Edward Javier Silva Lopez, de 52 anos, passou pelo drama de perder o que tinha nas enchentes no Rio Grande do Sul. O uruguaio morava em Porto Alegre há um ano e meio, onde procurou um recomeço após ter ficado desempregado no país de origem. Quando a vida começou a melhorar, veio a água e levou tudo.

“Eu escolhi Porto Alegre, porque lá é muito parecido com Uruguai. É lindo e eu me sentia acolhido”, diz à reportagem da FOLHA.

No último dia 2 de maio, depois de ver a casa em que morava ser tomada pela enxurrada, Lopez pegou um ônibus e mudou para Curitiba. Chegou na capital paranaense apenas com a roupa do corpo e uma mochila.

“Muita gente perdeu sua casa, muita gente perdeu seu emprego, muita gente perdeu tudo. Eu perdi tudo, a água chegou no segundo pavimento da minha casa. Então vim para cá. Estou em busca de emprego, de uma oportunidade de recomeço”, comenta.

A situação vivida por Lopez é o que milhares de gaúchos estão enfrentando. Muitos tiveram os imóveis arrastados pela água e terão que recomeçar a vida praticamente do zero.

Eventos climáticos são conhecidos por fazer com que as pessoas procurem novos espaços para viver. Um exemplo é a geada negra que atingiu o Paraná em 18 de julho de 1975 e destruiu todas as plantações de café que existiam no estado. A temperatura atingiu 6ºC negativos e provocou estragos devastadores, especialmente na região de Londrina.

Ao acabar com a principal cultura agrícola do estado na época, a geada também tornou difícil a vida de vários moradores. Em consequência disso, 2,6 milhões de pessoas deixaram o Paraná, provocando transformações econômicas e demográficas por aqui.

Para a doutora em sociologia Aline Mara Gumz Eberspacher, professora do Centro Universitário Internacional Uninter, com sedes no Paraná e Rio Grande do Sul, a tragédia que atingiu o estado gaúcho pode provocar uma onda de migração das vítimas das chuvas para outros estados.

“Esses movimentos migratórios são comuns em situações como a que afetou o Rio Grande do Sul. No caso dos nossos irmãos gaúchos, na minha percepção, houve uma tragédia e esse movimento tende a acontecer para que encontrem novas oportunidades em outros espaços do Brasil. Como já existem gaúchos que abriram as portas, a tendência é que eles sejam melhor integrados no Paraná”, afirma à FOLHA.

Na região sudoeste do Paraná há uma grande concentração de gaúchos que chegaram ao estado entre 1940 e 1970. Somente nesta área, existem 38 Centros de Tradições Gaúchas, os chamados CTGs.
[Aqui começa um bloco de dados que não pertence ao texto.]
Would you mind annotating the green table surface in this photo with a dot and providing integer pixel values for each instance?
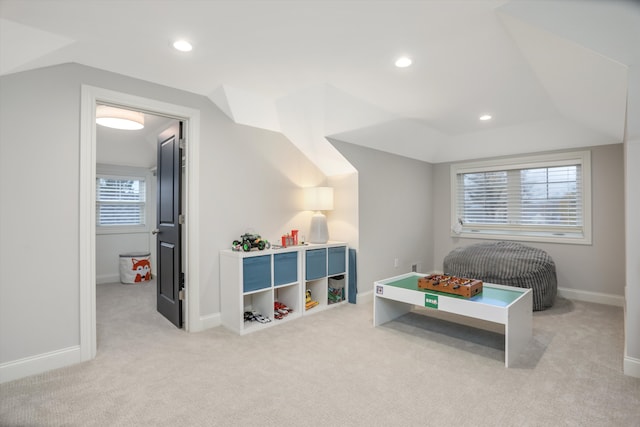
(489, 295)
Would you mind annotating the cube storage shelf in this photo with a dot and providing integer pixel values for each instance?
(253, 281)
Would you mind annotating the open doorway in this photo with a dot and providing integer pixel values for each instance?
(91, 97)
(126, 210)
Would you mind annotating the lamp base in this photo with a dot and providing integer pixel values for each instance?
(319, 232)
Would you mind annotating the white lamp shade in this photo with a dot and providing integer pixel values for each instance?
(318, 198)
(118, 118)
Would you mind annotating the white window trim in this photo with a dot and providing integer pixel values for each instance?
(125, 172)
(541, 160)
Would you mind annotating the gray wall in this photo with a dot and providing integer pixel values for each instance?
(395, 213)
(593, 268)
(249, 179)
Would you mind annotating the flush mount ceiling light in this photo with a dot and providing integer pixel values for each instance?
(182, 45)
(403, 62)
(118, 118)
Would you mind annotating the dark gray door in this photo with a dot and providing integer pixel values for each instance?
(169, 254)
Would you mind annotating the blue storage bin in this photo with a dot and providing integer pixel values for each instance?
(337, 258)
(256, 273)
(285, 268)
(316, 264)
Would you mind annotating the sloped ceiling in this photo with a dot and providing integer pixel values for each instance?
(553, 75)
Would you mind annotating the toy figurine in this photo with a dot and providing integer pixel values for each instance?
(249, 241)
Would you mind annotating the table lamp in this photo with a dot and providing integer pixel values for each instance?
(318, 199)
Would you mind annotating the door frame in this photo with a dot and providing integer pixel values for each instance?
(90, 97)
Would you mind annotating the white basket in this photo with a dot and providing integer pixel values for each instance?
(135, 267)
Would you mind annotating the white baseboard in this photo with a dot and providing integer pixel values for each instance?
(210, 321)
(40, 363)
(588, 296)
(107, 278)
(631, 366)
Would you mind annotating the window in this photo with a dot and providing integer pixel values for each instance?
(120, 201)
(537, 198)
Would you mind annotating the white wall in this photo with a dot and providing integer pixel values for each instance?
(632, 206)
(249, 178)
(596, 268)
(394, 213)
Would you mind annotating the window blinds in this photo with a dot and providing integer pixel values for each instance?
(538, 198)
(120, 201)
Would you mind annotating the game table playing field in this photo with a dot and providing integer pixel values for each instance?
(506, 305)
Segundo a professora de sociologia, isso pode fazer com que muitos afetados pelas chuvas procurem essa região como novo lar.

“Partindo desse princípio, de que essas pessoas já estão instaladas ali e que existem os famosos CTGs, em que essa cultura gaúcha é muito forte, a gente pode entender que haverá um movimento migratório, porque tem alguém que vai receber, tem uma cultura instalada, tem hábitos já da população gaúcha. Então, não é chegar e desbravar, mas sim ter um acolhimento”, analisa.

Um estudo feito pelo pesquisador Pedro Tonon Zuanazzi, doutor em economia pela Pontifícia Universidade Católica do Rio Grande do Sul (PUC-RS), aponta que o estado gaúcho já enfrenta uma transição demográfica, nas últimas décadas, em razão das migrações. A maioria dos migrantes é formada por pessoas entre 20 a 35 anos.

Na análise de Aline Mara Gumz Eberspacher, a tendência é que o movimento, já indicado pela pesquisa, se intensifique.

“O Rio Grande do Sul foi o estado que mais teve perda de moradores, com a menor taxa de crescimento. Então, eles têm enfrentado um movimento migratório muito forte. O estado de um modo natural já tem encolhido, porque sobretudo os jovens de 20 a 25 anos têm saído do Rio Grande do Sul em busca de oportunidades. Aí abrimos outra reflexão: considerando toda a tragédia que eles enfrentaram, provavelmente isso vai impactar ainda mais na redução da população que está morando no Rio Grande do Sul”, pontua.